En te manipulant de la sorte, il n’y a que deux choses qui puissent arriver:

  • Ou bien tu te la ferme et accepte tout ce qu’elle dit, et ce qu’elle ait raison ou tort.  Ce qui fait qu’elle s’en tire gagnante.
  • Ou bien tu vois clair dans son jeu et proteste, ce qui lui permet de (se) dire qu’elle avait raison à ton sujet, depuis le début, en disant que vous ne l’apprécieriez pas. Ce qui fait qu’elle s’en tire gagnante.

En allant dans la prophétie auto-réalisatrice, elle se met elle-même à l’abri du moindre sentiment de comme quoi elle fait mal son métier, chose qui serait trop difficile à vivre pour elle.

Enfin, le plus grand problème que cette méthode cause: Quand on veut vraiment aider les gens, alors on ne se montre pas hostile dès le tout premier contact envers la personne que l’on prétend vouloir aider. Commencer par accuser le patient de ne pas aimer ce qu’on va lui dire, c’est un préjugé.  C’est apporter dès le départ un sentiment agressif dans une relation qui est supposée être de confiance entre l’aidant et l’aidé. L’aidant devient donc lui-même rien d’autre qu’un nouvel agresseur pour l’aidé. Et ça, ça ne porte pas le patient à collaborer.

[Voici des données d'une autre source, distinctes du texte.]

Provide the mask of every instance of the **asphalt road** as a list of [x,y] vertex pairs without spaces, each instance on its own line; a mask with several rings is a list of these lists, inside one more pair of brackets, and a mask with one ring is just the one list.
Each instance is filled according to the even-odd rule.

Par conséquent, les probabilité que son problème se règle se trouvent fortement diminuées, sinon carrément annulées.

Mais ça, c’est une situation parfaitement acceptable aux yeux des travailleurs sociaux, puisque ça assure qu’en cas d’échec, la seule personne qui en sera tenue responsable, ce sera le patient, puisqu’il a été (manipulé à devenir) réticent à collaborer dès le départ.

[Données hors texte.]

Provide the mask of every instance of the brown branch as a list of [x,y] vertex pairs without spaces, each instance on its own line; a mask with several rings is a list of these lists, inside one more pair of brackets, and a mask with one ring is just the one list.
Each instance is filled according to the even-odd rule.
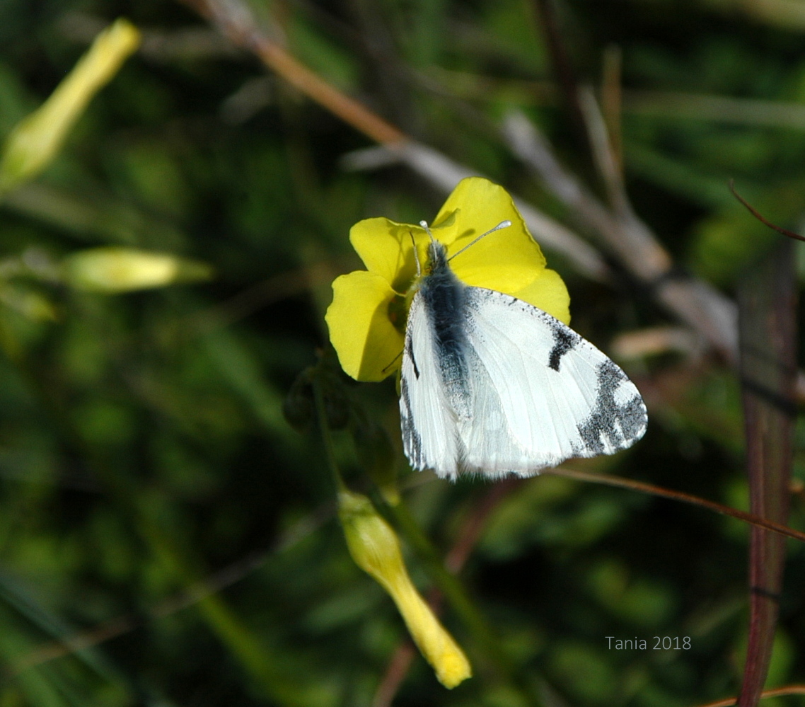
[[729,191],[733,192],[733,196],[737,199],[744,206],[746,207],[747,210],[751,213],[755,218],[758,219],[761,223],[765,224],[770,229],[774,229],[778,234],[782,234],[784,236],[788,236],[789,238],[794,238],[797,241],[805,241],[805,238],[800,236],[799,234],[795,233],[794,231],[790,231],[788,229],[784,229],[782,226],[775,225],[770,221],[766,221],[760,213],[755,210],[749,203],[741,196],[737,191],[735,191],[735,180],[729,180]]
[[[181,0],[215,24],[233,43],[256,54],[286,81],[347,124],[390,150],[398,161],[449,192],[464,177],[477,172],[411,139],[398,128],[345,95],[299,62],[261,30],[242,0]],[[518,201],[535,238],[561,253],[591,279],[607,279],[609,267],[601,254],[569,229],[533,206]]]
[[[773,690],[763,690],[760,698],[765,700],[766,697],[782,697],[784,695],[805,695],[805,685],[786,685],[783,688],[774,688]],[[716,700],[715,702],[698,705],[696,707],[733,707],[737,704],[737,698],[728,697],[726,700]]]
[[237,0],[182,0],[213,22],[233,43],[253,52],[263,63],[345,122],[383,145],[396,145],[406,134],[365,105],[330,85],[272,41],[246,5]]
[[737,309],[735,304],[702,280],[677,275],[673,261],[657,237],[634,213],[625,195],[617,160],[592,95],[583,105],[588,117],[597,162],[617,209],[608,209],[559,163],[547,140],[522,114],[511,113],[503,136],[512,151],[572,209],[581,223],[638,281],[680,320],[729,362],[737,362]]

RAISON 7: Ils le font pour l’argent (A). Un travailleur social, ce n’est pas payé au nombre de cas réglés. Ça l’est à sa charge de travail.  Si vos problèmes se règlent, vous n’aurez plus besoin de leurs services.  Et si la demande d’aide diminue, certains postes se verront coupés.  Il y va donc de leurs intérêts à ce que vos problèmes ne se règlent jamais.

RAISON 8: Ils le font pour l’argent (B). Beaucoup de gens sont attirés par la profession pour le salaire, et non pas parce qu’ils ont la capacité d’être à l’écoute des gens. Voilà pourquoi autant de postes de travailleur sociaux sont occupés par des gens qui n’ont aucune affinités naturelles (écoute, empathie, sympathie) avec le domaine.

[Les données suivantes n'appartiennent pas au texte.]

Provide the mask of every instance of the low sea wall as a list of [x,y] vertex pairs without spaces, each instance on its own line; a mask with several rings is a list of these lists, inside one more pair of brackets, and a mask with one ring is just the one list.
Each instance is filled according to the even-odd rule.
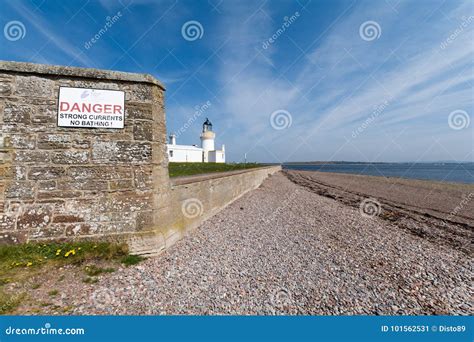
[[171,179],[167,205],[156,213],[156,229],[131,236],[130,249],[136,254],[160,253],[280,170],[270,166]]

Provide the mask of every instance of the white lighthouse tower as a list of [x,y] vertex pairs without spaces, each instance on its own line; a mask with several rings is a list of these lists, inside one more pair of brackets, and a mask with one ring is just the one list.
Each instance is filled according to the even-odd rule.
[[212,131],[212,123],[206,118],[206,121],[202,124],[201,133],[201,147],[204,150],[204,162],[209,161],[207,155],[210,151],[214,151],[214,139],[216,134]]
[[203,162],[205,163],[225,163],[225,150],[216,150],[214,139],[216,134],[212,131],[212,123],[206,118],[202,124],[201,148],[203,150]]
[[212,123],[206,118],[202,125],[201,147],[196,145],[177,145],[176,134],[170,134],[169,144],[166,145],[168,160],[170,162],[204,162],[225,163],[225,147],[216,150],[214,139],[216,134],[212,131]]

RAISON 9: Si la travailleuse sociale incompétente et hostile n’entre dans aucune des catégories précédentes, alors elle entre automatiquement dans celle-ci: Ceux qui aiment rabaisser autrui sans autre raison que pour le plaisir de le faire. Mais ça, ce n’est pas le propre du travail social puisque c’est le genre de personne que l’on peut retrouver partout, tous métiers confondus.

Et enfin, RAISON 10: Les dossiers changent de mains sur une base annuelle.  C’est ce que j’ai constaté avec mes propres enfants: Dix ans de services sociaux, dix travailleurs sociaux différents, dont les neuf derniers qui ne tenaient jamais compte du travail de leurs prédécesseurs.  Remarquez que ça leur apporte une excellente excuse pour expliquer pourquoi une année ils affirment que la source du problème est un truc, et que l’année suivante ils affirment exactement le contraire.  De là à penser que le processus d’échange de dossier n’existe justement que pour expliquer leur incompétence à trouver la vraie source du problème, il n’y a qu’un pas.

 IMPORTANT: C’est sûr qu’il y a des travailleurs sociaux qui sont compétents.  Ici, on ne fait qu’expliquer pourquoi beaucoup d’entre eux ne le sont pas, voilà tout.